The Royal Shakespeare Company and the National Galleries of Scotland have already ended their relationship with the fossil fuel giant. This followed a threatened boycott from students and published scientific evidence on the dangers of the climate emergency.

The move is being hailed as a victory for years of direct action campaigning:

 

🎥 Crude Truth: In October, a naked protest was held at BP Portrait Awards. The RSC recently ended BP sponsorship deal; National Gallery dumped Shell: pressure is on for National Portrait Gallery to end 30-year link with @BP_plc #ArtNotOil #DropBP https://t.co/AmyVE9TyPH pic.twitter.com/CM7Qf4iF4e

— Real Media (@RealMediaGB) November 24, 2019

Ending the relationship

Fossil fuel research group Culture Unstained (CU) believes that the ending of this relationship is a result of “years of growing opposition to BP’s sponsorship of the Gallery”. The group feels the NPG announcement puts pressure on:

the British Museum to end its BP sponsorship deal after it was revealed just last week that the Director has already been seeking to renew the controversial partnership, and over 300 archaeologists came out in opposition to the renewal.

Furthermore, CU believes:

the tide is turning on the role of fossil fuels in public life.

Years of campaigning

This announcement is a moment for direct action campaigners to celebrate. It follows years of organising by activists against the involvement of a fossil fuel company with a cultural institution:

‘a truly national gallery for all’ cannot exist unless the promotion of a climate-changing company such as BP ends for good… https://t.co/yLJ5uoaPkL

— Liberate Tate (@liberatetate) July 10, 2017

In June 2019, artist Gary Hume wrote to the NPG demanding it end its relationship with BP. Hume wrote:

Either we distance ourselves from one of the world’s biggest fossil fuel producers and embrace the challenge of decarbonising, or we continue to give legitimacy to BP and its business activities that are seriously exacerbating the problem.

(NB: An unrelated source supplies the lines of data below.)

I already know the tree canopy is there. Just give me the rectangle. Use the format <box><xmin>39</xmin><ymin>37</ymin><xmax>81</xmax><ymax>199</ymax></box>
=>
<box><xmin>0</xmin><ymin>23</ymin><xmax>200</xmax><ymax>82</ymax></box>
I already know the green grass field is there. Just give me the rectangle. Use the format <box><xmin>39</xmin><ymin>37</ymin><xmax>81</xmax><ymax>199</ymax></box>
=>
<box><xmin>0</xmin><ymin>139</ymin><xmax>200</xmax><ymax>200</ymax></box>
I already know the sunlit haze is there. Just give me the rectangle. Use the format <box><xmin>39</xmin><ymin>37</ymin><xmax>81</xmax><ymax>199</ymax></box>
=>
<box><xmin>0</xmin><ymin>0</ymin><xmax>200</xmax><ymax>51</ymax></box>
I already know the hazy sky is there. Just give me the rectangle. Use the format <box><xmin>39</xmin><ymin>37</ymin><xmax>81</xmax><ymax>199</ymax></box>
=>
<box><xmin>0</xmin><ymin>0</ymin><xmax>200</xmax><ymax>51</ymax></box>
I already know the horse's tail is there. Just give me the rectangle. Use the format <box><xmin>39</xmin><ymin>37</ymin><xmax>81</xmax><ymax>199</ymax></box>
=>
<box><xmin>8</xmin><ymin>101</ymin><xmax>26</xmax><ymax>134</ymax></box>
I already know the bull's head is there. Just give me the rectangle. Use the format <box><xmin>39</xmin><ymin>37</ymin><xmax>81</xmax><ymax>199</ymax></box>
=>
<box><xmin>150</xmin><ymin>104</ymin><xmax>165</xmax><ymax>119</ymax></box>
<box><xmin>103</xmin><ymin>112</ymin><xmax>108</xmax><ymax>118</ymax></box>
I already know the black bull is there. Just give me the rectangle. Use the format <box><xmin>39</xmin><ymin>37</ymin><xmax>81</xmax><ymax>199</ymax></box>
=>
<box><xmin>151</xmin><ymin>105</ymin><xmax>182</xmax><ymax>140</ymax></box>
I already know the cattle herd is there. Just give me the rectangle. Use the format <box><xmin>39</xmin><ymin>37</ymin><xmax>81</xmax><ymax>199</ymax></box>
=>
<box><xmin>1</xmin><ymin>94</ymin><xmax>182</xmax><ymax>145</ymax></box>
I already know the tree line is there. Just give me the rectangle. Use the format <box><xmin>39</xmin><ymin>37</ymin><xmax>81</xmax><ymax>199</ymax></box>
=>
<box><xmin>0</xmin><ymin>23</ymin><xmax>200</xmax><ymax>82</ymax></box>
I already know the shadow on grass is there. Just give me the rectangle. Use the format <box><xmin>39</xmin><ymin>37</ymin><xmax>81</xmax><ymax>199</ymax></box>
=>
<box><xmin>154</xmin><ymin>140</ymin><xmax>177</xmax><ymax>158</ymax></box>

Not the first, but others must follow

These direct action campaigns have severed the links between a fossil fuel giant and cultural institutions in the UK. But it’s not about saving cultural institutions from the scourge of fossil fuel companies. It’s about saving the planet. So several other organisations need to follow and divest from businesses that are slowly killing us and our planet.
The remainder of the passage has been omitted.